Jika saya baca informasi melalui media televisi maupun opini-opini yang
berkembang di media sosial, layanan yang diberikan BPJS Kesehatan ini
memang banyak sekali keluhannya, belum lagi iurannya yang saat ini naik
100% per Januari 2020 dari sebelumnya, tentunya menambah pesertanya
semakin enggan dengan layanan yang diberikan oleh BPJS ini.
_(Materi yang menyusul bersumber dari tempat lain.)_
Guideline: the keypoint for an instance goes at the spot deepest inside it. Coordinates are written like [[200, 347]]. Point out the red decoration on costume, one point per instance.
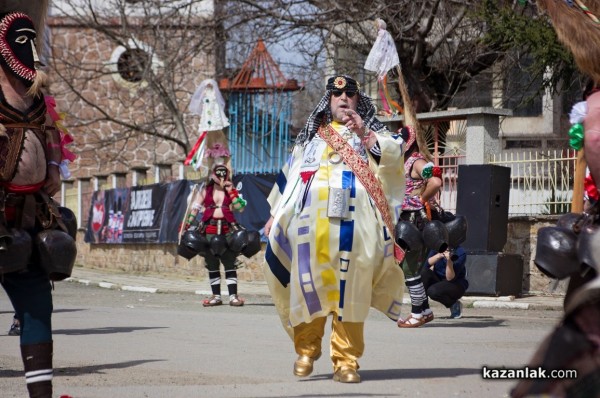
[[65, 137], [590, 188], [305, 175], [233, 193]]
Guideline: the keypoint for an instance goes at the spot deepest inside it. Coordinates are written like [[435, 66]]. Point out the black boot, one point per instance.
[[37, 359]]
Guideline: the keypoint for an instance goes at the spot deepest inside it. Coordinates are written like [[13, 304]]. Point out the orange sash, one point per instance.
[[367, 178]]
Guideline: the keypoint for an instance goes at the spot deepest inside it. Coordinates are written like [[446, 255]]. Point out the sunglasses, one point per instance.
[[338, 93]]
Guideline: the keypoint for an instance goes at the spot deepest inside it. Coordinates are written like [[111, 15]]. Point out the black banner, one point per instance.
[[153, 213]]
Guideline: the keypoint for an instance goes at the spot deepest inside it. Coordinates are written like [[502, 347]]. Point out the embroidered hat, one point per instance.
[[342, 82]]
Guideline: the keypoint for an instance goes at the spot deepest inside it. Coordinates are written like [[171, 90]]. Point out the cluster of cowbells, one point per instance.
[[240, 241], [436, 235], [571, 246], [54, 249]]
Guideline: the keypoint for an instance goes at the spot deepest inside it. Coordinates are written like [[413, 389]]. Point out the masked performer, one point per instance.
[[224, 238], [423, 181], [29, 175], [331, 248], [572, 248]]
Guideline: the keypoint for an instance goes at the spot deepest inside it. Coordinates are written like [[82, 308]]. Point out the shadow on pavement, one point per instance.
[[106, 330], [397, 374], [467, 322], [81, 370], [56, 311]]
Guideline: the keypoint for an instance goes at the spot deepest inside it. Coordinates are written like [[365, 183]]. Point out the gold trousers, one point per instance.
[[347, 341]]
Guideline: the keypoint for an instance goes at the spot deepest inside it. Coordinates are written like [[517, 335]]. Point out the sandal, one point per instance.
[[235, 300], [212, 301], [428, 318], [411, 322]]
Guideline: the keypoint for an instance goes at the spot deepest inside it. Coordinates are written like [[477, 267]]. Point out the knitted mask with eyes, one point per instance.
[[17, 46]]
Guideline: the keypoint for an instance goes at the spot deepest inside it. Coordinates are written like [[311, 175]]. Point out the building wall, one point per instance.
[[82, 57], [163, 259]]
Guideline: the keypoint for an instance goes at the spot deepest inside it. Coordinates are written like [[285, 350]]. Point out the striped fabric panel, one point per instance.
[[35, 376]]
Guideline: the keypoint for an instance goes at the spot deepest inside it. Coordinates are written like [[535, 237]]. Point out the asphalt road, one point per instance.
[[111, 343]]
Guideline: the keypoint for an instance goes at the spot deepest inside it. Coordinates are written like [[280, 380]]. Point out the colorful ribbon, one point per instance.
[[590, 188], [576, 136], [65, 138]]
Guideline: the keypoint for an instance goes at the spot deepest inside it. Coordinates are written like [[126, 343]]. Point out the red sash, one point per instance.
[[363, 172]]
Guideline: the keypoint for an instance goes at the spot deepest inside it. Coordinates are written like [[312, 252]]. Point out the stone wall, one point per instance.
[[163, 259], [522, 239], [118, 124], [157, 259]]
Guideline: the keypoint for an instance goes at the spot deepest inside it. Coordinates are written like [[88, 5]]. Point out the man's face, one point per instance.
[[221, 172], [341, 102]]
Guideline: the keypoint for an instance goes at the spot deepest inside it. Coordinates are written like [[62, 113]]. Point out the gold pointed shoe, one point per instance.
[[304, 365], [346, 374]]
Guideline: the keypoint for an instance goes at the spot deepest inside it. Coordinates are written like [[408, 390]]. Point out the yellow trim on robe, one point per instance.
[[334, 265]]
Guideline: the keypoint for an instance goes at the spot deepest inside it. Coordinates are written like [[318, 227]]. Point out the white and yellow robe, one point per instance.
[[316, 265]]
Tapi jika
kita tidak terdaftar sebagai peserta BPJS tentu akan lebih beresiko
lagi, selain mendapatkan sanksi administratif berupa penghentian layanan
kependudukan (misalnya tidak bisa urus perpanjangan e-KTP, SIM, dll),
juga akan sangat memberatkan jika kita sakit dan membutuhkan pelayanan
kesehatan yang berkelanjutan karena harus membayar biaya sendiri.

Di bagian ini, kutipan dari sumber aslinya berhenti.